Here is the animation generated by the code:

https://github.com/user-attachments/assets/4696a793-2aa4-49c5-8faa-4460d29ae5b1

For your reference, I attached the current plot as follows:

naive

What do you think about this change? Would you like to change anything?

Best ❤️ Longye

mmcky commented 2 months ago

thanks @longye-tian. I really like the animations -- but I also really like the static representation here. I think it maybe useful to have both. Would it be possible to have them side-by-side do you think?

longye-tian commented 2 months ago

thanks @longye-tian.
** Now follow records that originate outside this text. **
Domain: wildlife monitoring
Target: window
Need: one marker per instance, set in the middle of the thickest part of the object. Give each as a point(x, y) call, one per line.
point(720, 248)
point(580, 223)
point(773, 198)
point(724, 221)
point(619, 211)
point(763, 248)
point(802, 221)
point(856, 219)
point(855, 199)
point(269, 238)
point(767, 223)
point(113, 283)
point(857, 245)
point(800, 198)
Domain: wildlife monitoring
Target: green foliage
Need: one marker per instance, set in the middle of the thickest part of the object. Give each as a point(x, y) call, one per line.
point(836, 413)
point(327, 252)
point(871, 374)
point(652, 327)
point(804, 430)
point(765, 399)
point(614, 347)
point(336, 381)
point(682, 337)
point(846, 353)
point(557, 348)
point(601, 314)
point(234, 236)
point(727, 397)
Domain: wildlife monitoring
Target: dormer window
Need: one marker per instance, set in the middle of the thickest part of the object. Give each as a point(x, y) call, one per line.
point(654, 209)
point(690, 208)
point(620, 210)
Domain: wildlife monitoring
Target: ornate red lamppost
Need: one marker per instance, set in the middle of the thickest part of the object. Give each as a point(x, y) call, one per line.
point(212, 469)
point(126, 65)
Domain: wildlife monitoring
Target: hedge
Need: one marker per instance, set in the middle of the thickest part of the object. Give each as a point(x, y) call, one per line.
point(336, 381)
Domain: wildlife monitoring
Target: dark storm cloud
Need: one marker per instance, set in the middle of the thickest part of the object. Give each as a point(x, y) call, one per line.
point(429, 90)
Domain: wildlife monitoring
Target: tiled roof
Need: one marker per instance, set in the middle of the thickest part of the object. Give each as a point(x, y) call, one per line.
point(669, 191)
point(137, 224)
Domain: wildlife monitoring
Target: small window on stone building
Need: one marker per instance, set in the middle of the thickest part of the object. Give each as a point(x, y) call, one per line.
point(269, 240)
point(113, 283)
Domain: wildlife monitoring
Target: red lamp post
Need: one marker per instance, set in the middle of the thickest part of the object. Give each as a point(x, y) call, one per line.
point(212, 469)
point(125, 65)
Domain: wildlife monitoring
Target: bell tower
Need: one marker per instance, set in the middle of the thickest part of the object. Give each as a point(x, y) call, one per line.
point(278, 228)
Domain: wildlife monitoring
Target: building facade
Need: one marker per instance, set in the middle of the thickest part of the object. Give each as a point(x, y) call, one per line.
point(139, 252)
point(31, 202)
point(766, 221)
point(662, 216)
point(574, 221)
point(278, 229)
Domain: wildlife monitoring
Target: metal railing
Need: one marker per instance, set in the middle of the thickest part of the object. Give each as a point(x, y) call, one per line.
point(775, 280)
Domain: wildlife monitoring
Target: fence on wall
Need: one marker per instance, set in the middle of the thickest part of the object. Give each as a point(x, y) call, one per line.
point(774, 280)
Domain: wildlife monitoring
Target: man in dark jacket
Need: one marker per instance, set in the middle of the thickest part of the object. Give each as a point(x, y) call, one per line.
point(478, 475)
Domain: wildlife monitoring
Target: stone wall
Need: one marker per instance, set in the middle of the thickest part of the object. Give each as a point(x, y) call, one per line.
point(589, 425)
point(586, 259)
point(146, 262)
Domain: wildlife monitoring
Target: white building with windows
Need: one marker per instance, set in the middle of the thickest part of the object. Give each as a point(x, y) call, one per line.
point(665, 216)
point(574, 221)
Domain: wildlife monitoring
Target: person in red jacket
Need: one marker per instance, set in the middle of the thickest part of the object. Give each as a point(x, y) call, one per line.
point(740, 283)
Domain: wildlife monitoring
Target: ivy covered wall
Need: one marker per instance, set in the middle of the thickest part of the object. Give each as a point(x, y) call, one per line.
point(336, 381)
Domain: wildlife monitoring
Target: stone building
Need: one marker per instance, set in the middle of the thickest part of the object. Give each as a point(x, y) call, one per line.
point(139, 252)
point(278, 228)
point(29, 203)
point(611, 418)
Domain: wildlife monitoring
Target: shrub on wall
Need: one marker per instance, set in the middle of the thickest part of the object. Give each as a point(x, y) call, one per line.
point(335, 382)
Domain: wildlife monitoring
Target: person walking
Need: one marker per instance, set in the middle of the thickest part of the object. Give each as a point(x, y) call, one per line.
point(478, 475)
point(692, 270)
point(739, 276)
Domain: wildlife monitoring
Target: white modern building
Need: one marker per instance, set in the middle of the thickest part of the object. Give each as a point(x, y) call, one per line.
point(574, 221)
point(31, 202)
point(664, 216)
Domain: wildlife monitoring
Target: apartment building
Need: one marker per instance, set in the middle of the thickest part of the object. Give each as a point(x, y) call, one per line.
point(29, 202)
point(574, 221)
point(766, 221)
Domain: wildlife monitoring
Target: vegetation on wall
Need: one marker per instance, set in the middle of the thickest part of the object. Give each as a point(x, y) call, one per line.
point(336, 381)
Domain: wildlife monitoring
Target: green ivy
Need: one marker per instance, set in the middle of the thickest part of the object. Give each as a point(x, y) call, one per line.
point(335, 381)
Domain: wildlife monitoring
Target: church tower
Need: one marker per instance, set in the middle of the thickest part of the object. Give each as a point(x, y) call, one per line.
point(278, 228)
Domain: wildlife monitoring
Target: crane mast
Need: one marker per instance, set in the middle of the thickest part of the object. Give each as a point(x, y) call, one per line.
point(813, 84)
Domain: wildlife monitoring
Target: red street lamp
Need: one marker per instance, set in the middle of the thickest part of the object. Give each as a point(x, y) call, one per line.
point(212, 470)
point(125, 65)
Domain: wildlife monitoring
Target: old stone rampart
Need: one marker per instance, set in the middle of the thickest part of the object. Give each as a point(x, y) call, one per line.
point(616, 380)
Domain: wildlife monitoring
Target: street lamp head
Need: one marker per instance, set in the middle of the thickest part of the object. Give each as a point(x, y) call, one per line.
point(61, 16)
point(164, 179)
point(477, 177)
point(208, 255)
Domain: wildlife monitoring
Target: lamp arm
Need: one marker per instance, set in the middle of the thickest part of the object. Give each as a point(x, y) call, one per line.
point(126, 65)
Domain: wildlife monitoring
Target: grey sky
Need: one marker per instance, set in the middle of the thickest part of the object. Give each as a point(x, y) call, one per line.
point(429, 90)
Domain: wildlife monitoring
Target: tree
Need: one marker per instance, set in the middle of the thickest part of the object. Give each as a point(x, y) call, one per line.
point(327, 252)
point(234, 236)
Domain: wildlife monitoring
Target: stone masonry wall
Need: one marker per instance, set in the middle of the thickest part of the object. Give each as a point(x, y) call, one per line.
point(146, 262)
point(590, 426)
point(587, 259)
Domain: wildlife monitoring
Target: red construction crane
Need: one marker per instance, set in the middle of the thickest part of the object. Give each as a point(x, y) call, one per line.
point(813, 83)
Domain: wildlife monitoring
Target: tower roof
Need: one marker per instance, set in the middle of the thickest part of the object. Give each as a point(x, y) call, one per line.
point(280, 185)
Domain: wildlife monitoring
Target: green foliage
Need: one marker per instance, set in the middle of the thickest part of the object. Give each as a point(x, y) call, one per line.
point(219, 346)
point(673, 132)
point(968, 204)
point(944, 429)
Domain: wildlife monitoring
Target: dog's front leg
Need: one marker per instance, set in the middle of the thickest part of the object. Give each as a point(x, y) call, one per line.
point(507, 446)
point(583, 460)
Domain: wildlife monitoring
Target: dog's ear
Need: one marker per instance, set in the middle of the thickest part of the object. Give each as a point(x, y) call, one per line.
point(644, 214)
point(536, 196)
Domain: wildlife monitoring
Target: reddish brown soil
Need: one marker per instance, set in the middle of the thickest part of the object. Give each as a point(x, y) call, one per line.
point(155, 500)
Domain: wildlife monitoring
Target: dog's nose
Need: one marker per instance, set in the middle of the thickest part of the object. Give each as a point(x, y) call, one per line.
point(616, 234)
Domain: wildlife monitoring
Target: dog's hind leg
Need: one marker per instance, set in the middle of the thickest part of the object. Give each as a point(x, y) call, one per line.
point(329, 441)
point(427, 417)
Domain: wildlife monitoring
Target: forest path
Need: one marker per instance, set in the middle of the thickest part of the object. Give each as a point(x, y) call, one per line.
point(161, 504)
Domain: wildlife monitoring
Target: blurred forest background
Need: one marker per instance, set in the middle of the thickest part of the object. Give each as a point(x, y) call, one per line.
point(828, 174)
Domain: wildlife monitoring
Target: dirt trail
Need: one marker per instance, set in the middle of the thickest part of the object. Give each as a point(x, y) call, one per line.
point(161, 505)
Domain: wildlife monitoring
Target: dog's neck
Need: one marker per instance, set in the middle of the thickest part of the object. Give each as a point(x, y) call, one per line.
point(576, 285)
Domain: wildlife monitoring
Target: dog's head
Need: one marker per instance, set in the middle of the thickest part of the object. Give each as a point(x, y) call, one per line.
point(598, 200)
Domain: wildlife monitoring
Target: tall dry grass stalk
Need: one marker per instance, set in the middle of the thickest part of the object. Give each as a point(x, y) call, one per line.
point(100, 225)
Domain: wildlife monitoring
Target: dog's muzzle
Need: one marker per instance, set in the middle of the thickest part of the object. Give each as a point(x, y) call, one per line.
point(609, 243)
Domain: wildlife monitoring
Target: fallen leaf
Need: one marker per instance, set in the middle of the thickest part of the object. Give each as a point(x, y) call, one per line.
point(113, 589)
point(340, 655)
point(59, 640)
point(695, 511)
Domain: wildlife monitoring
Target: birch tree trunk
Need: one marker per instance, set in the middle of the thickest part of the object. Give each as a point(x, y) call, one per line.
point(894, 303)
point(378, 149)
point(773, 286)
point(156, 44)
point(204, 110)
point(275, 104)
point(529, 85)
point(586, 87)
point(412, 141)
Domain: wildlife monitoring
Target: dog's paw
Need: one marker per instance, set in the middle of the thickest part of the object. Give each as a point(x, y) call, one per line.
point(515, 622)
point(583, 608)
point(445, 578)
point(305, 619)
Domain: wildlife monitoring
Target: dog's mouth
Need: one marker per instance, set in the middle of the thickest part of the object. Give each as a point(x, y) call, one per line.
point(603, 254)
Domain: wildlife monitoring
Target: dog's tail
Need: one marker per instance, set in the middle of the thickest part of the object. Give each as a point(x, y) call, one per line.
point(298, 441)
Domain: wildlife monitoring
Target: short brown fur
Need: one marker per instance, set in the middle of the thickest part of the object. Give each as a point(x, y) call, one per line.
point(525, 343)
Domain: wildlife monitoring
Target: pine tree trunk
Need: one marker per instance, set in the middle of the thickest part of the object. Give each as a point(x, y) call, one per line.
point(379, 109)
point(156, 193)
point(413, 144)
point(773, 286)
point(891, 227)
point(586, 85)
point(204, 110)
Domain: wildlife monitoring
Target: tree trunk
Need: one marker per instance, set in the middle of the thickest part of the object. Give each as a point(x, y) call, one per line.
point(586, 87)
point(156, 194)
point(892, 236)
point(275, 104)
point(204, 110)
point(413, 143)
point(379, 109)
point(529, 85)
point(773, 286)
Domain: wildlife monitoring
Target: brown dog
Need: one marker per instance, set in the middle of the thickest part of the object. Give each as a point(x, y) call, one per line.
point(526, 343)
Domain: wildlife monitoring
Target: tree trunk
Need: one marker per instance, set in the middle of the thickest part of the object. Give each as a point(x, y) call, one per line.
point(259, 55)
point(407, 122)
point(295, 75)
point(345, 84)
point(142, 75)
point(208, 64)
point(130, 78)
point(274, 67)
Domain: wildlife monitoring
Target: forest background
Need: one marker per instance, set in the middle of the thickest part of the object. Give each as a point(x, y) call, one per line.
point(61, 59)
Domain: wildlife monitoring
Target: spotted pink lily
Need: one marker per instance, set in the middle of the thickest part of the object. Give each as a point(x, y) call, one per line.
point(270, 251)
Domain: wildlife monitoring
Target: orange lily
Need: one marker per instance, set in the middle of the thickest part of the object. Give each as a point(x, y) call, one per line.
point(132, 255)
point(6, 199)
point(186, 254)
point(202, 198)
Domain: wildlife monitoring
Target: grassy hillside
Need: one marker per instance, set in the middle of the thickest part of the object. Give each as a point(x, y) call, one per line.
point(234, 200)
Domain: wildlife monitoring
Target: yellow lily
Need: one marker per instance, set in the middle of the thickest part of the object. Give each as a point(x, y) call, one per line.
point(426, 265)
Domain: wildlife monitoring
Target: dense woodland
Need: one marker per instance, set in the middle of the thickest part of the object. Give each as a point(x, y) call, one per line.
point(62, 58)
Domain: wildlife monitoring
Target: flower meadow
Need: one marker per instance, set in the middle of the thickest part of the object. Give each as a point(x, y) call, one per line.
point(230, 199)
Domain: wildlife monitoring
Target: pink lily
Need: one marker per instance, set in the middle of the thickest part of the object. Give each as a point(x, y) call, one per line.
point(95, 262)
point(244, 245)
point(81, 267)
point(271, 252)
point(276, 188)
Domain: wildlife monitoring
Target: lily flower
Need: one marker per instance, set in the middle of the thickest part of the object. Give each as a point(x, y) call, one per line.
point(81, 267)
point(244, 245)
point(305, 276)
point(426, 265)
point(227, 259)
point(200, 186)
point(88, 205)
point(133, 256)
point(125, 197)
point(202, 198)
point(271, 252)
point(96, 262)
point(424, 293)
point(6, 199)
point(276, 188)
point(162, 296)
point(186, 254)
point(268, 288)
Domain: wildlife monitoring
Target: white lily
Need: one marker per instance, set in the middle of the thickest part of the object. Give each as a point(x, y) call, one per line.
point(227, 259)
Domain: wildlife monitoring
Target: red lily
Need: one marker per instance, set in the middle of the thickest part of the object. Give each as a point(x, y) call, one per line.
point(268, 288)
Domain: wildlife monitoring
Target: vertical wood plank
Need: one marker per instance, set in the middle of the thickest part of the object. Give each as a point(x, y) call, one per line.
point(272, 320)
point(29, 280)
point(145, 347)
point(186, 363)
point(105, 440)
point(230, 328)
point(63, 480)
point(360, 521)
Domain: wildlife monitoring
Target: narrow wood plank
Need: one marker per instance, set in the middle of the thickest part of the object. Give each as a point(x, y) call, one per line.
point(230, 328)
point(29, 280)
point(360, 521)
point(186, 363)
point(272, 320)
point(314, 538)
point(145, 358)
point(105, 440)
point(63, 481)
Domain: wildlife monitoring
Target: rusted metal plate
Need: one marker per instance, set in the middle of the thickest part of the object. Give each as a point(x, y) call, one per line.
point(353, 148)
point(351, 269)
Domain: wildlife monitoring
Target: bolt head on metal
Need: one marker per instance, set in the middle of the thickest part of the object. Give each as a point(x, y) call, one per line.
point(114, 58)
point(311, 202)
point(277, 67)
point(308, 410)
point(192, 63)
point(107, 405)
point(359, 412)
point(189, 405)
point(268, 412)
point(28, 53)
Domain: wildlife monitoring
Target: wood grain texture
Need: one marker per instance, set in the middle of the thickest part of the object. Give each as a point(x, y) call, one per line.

I really like the animations -- but I also really like the static representation here. I think it maybe useful to have both. Would it be possible to have them side-by-side do you think?

Hi Matt @mmcky,

Yes, if we delete the following code in the animation code, we will have a static version following the animation

plt.close()

The only issue is that the static version does not look like the original plot. Here is the static version looks like

static

Another way is to keep the original code for the static plot and add the animation separately.

Best, Longye

mmcky commented 2 months ago

@longye-tian I wonder if we can introduce tabs (from sphinx-design) to show a static and dynamic version.

https://sphinx-design.readthedocs.io/en/latest/tabs.html

I will need to think about pdflatex compatibility but it would be nice way to show both.